It seems that mentoring has become a new buzzword for entrepreneurs and business leaders. It was only a few years ago that networking was being held up as the vital activity for business success. Is mentoring now the must have business ‘accessory’ – and could having the right person to advise you really make a difference?
Not all business mentoring schemes are created equal. To take time to find and engage with a mentor is a commitment, especially for an entrepreneur whose time is as precious as their cash. Receiving poor coaching or mentoring is the fastest way to hurt an entrepreneur or ambitious business-person and there is nothing worse than somebody giving irrelevant or even misleading advice.
Mentoring is relational so finding someone that you can admire and respect is key. You need to enjoy the conversation and the time you spend together. There are matchmaking schemes, like the Santander Breakthrough Business programme that Cause4 has set up to connect female entrepreneurs with highly successful female entrepreneur mentors, or you can use your own extended network of contacts to find someone right for the mentor role. It’s your relationship and an important and confidential one, so it needs time and care to get right.

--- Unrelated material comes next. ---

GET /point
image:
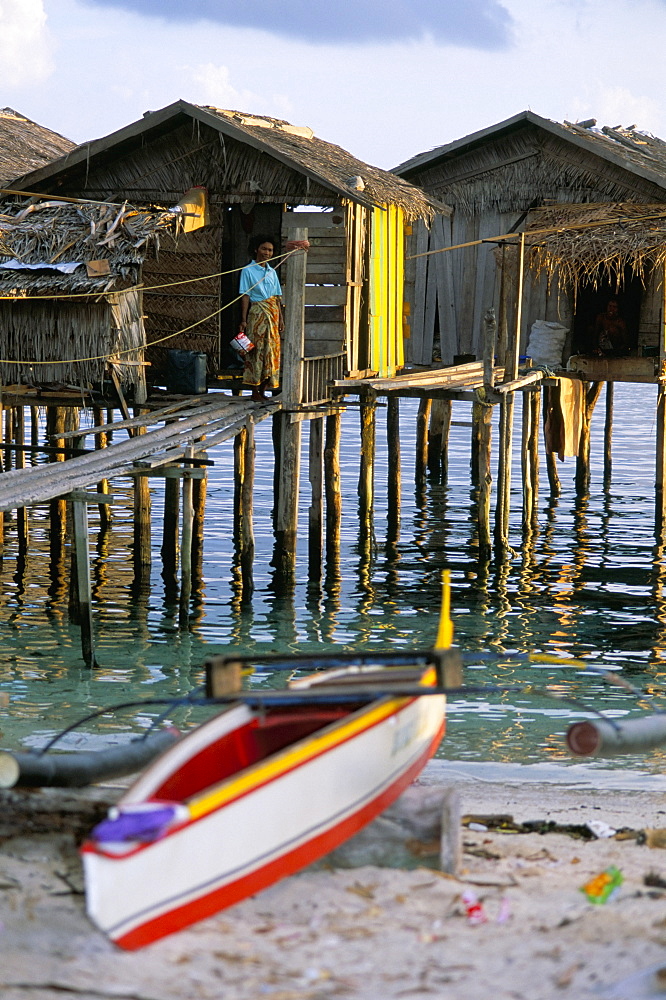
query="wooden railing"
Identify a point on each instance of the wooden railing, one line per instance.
(318, 373)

Being a mentor for a small business entrepreneur differs to mentoring someone that is climbing up a more traditional career ladder. Given the fast-paced operating environment, feedback for entrepreneur often needs to be both robust and quick. It can feel like tough love. Having a mentor who is an established entrepreneur is helpful because they can provide some very real advice rather than the softer ‘best practice’ guidelines that can form the basis of more traditional mentoring programmes. Progress needs to be real, meaningful and measurable. The best mentors sense an entrepreneur’s urgency to get ahead and won’t pull their punches. So entrepreneurs need to be ready to be mentored.

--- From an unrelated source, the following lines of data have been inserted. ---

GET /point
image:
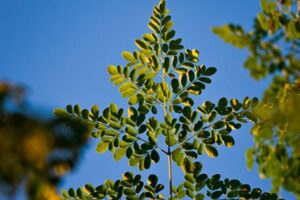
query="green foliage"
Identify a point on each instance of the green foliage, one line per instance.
(274, 46)
(34, 153)
(163, 78)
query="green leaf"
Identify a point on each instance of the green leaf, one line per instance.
(141, 44)
(216, 194)
(62, 113)
(130, 130)
(129, 191)
(234, 184)
(227, 140)
(147, 162)
(128, 56)
(211, 151)
(119, 153)
(149, 37)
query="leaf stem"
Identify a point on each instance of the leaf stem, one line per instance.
(170, 171)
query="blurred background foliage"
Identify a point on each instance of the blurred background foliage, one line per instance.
(274, 52)
(35, 153)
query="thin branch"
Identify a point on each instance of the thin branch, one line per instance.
(170, 171)
(122, 131)
(195, 134)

It’s not always necessary – or appropriate – to select a mentor with whom you have a lot in common, or who is running similar businesses to our own. I’ve certainly found that having a mentor outside of my comfort zone cuts through the nitty gritty of my daily working challenges and allows me to consider the business as a whole, by looking at the fundamentals that apply to any business – cashflow, new business, resourcing, taxation, etc. So never be afraid to link to a mentor from a completely different background – that outsider’s view could be invaluable.

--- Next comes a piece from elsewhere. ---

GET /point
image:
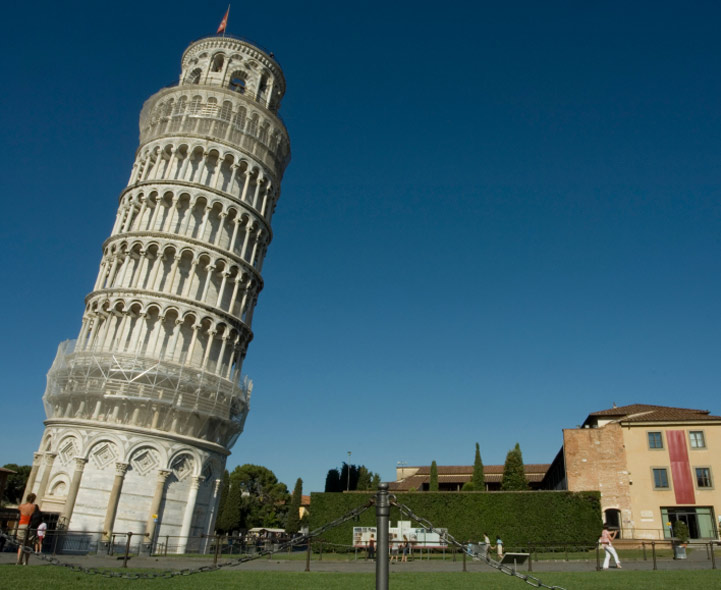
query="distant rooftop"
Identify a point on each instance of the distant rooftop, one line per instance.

Many mentoring relationships fail because the mentee was expecting the impossible. A mentor is not going to do your job for you or shelter you from the storms that you might be facing. This is not a cozy chat with a friend. Some of the advice you hear will be hard to take. Wanting change is one thing – being prepared to change is another. So consider are you a good mentee? Open-minded, non-defensive and selective about the advice you follow? After all, not all advice will be good advice – you’re the expert about your own business, so you need to be clear what guidance to jump on and what to leave behind.
So happy National Mentoring Day. If you’re lucky enough to have a mentor for your own small business, who can encourage, advise and act as a sounding board as you face down the challenges, send them a thank you. And, if you don’t have a mentor maybe it’s time to start looking for one. They’re all the rage.